Recognizing this fact, the previous addendum for Hartford’s AARP program required Hartford to notify the insureds under it of the termination of the agency’s participation in the program and to ask each insured to decide whether they wanted to stay in the program with another agent or obtain new coverage through their existing agent.  If the insured chose the stay in the program with another agent, Hartford was required to pay the existing agent 1.5 times the most recent annual commission for the insured’s policy.

Under the new addendum for the AARP program, Hartford is not required to give any notice to the insureds of the agency’s termination from the program and more importantly, is not required to pay the agency anything for the policies that it is not able to move to another company by the their next renewal date.  Instead, all such policies will be “renewed with Hartford and immediately transferred to an internal Hartford code upon such renewal” and “no commission or other compensation will be due to” the agency for any such policy.

Since under the new addendum Hartford can terminate an agency’s participation in the AARP program immediately for any or no reason, if an agency elects to continue to participate in the program under the new addendum, it runs the risk of losing its right to participate in the program at any time and will not receive any compensation for the policies it placed with the program that it cannot move to another company by their next renewal date.  If an agency elects not to continue to participate in the program under the new addendum, it will have the right to receive the compensation described above for the policies that it cannot move to another insurance company.   Of course, it will run the risk that Hartford will choose to terminate its general agency agreement in light of the agency’s unwillingness to accept the new addendum to the AARP program.

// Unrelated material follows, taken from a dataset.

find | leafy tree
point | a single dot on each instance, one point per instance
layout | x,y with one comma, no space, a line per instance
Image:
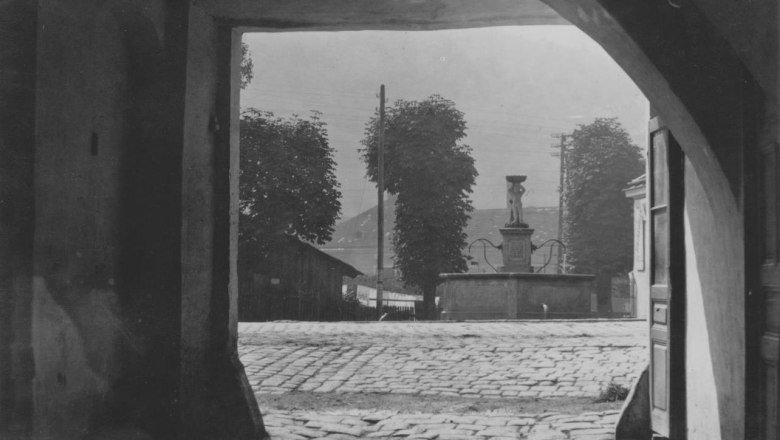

Agencies that participate in Hartford’s AARP program have a decision to make.  Continue under the program and lose the right to compensation for policies it cannot move to another company if its participation in the program is terminated or opt out of the program and obtain compensation for those policies, but run the risk that Hartford will terminate its general agency agreement.  What to do will require some serious cost benefit analysis by the affected agencies.